Le metope di Canova gessi derelitti riemergono dall’oblìo

MILANO. Dopo molti anni, finalmente, si possono ammirare le sei - in origine: sette - metope originali in gesso per il Tempio di Possagno che Antonio Canova aveva eseguito poco prima di morire. L’occasione è di quelle importanti: vengono esposte ora alle Gallerie d’Italia di Piazza della Scala (fino al 6 gennaio 2014), per poi andare al Metropolitan Museum di New York; quindi, ritorneranno nel luogo per cui erano state destinate, le Gallerie dell’Accademia di Belle Arti di Venezia, nel riallestimento tenacemente voluto, con fine acribia e certosino lavoro, da Matteo Ceriana, fino a pochi giorni fa Direttore delle medesime Gallerie (Canova e l’ultimo capolavoro. Le metope del Tempio, catalogo a cura dello stesso Ceriana, di Fernando Mazzocca e di Elena Catra, Silvana Editoriale).
All'inaugurazione, presente Giovanna Damiani, Soprintendente per il Polo museale di Venezia e dei paesi della Gronda lagunare, è stato ribadito dai curatori come queste bellissime metope siano state prodotte dal grande scultore in una periodo, l’autunno della propria vita, dove occupava un posto rilevante la religione. Mazzocca spiega in catalogo che bisogna risalire al 1813 allorché Canova ebbe l’idea di “celebrare con una statua colossale la restaurazione del potere temporale e la rivincita della religione cattolica…”.

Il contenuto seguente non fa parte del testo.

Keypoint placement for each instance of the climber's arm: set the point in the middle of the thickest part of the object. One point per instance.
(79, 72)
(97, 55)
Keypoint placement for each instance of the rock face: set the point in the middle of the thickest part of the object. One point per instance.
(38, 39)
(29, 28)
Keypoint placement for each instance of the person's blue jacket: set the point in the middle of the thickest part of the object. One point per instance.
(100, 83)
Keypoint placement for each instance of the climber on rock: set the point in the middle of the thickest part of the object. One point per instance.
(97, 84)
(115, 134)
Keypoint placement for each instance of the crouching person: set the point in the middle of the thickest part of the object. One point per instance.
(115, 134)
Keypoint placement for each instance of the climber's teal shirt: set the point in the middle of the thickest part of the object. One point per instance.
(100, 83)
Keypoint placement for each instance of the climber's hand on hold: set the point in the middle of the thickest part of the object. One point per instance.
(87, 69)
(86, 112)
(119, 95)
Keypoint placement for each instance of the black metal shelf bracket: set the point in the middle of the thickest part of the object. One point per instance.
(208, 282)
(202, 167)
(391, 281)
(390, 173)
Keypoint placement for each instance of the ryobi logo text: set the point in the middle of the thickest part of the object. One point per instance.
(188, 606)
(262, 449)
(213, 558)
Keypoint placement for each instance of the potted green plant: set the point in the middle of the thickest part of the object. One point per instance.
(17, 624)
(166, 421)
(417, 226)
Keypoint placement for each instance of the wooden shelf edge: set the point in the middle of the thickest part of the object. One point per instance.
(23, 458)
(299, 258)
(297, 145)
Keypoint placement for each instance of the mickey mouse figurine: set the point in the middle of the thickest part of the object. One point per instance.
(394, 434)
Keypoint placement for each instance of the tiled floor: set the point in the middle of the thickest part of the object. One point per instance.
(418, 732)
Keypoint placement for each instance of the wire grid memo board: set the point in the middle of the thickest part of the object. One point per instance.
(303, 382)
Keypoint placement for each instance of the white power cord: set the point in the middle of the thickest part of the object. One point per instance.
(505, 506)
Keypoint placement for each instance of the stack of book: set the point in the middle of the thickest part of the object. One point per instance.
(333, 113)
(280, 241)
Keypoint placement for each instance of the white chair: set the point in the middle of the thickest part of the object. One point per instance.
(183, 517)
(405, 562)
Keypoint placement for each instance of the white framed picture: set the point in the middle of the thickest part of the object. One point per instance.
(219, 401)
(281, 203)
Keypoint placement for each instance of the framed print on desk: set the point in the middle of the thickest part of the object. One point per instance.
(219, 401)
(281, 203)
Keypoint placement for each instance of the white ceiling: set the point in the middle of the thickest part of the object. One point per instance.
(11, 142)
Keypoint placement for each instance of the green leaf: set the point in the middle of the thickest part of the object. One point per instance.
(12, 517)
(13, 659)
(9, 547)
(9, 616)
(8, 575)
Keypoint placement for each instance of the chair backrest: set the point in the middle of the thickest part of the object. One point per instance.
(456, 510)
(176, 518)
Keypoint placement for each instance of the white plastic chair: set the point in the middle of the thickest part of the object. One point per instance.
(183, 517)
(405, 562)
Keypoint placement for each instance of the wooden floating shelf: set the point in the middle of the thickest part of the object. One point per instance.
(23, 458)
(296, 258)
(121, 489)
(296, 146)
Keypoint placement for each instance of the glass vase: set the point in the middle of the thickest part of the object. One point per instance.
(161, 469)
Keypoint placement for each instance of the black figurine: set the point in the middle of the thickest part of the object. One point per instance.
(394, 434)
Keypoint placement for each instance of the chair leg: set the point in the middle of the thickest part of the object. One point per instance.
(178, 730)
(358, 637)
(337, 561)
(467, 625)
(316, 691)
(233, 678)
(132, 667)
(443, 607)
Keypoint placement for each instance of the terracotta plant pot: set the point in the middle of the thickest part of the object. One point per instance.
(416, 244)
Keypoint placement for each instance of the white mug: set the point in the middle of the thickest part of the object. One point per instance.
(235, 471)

La statua era quella della Religione cattolica, che sarebbe dovuta essere alta 8 metri e collocata in San Pietro. Ma il Capitolo di San Pietro rifiutò l'offerta, e analoga sorte accadde ad altri due luoghi designati dallo scultore, il Pantheon e Santa Maria degli Angeli; per cui di essa rimasero pochi modelli e una incisione. Perché? Quasi sicuramente agli alti prelati - e non solo - non convinceva questo cimentarsi con l’antico; il tentare di conciliare il Fidia dell’'Athena Parthenos - richiamata nella struttura della Religione cattolica - e dello Zeus di Olimpia con i canoni della cattolicità. Per dirla con Mazzocca, a preoccupare la curia sarà stato il "convincente rapporto iconografico e formale con i colossi di Fidia che proiettava quello moderno in una dimensione deista e senza tempo”.A questo punto - siamo nel 1818; Canova morirà nel 1822 - lo scultore ritiene di impiegare la somma ingente di denaro che voleva dedicare alla Religione cattolica alla realizzazione del celebre tempio di Possagno. Che sarà un inno ai due grandi monumenti della grecità e della romanità, il Partenone e il Pantheon. Del primo, in particolare, Canova riprende il pronao ad otto colonne, e la trabeazione con triglifi e metope; del secondo, lo spazio interno. Se tuttavia nelle metope ora al British - che il grande scultore conosceva molto bene - c’erano storie mitiche che narravano la vittoria della ragione sulla forza bruta come la Centauromachia o la Gigantomachia, in quelle di Canova non potevano che esserci l’Antico e il Nuovo Testamento. Ne realizza, tra 1821 e 1822, sette sulle trentadue previste. Le spedisce quindi al presidente dell'Accademia di Belle Arti di Venezia, Leopoldo Cicognara, affinché venissero scolpite da scultori dell'Accademia. Mentre le metope, insieme ad un’altra trentina di gessi, anche di grandi dimensioni, resteranno per molta parte dell’Ottocento all'Accademia di Belle Arti come “suppellettile didattica” , successivamente cadranno nell'oblio - osserva Ceriana in catalogo - per un “progressivo disinteresse, convinto quando non addirittura astioso, verso i gessi”. Al punto che si perse la prima metopa (La creazione del mondo), “ormai introvabile, forse sottratta o più probabilmente abbandonata al dissolvimento”.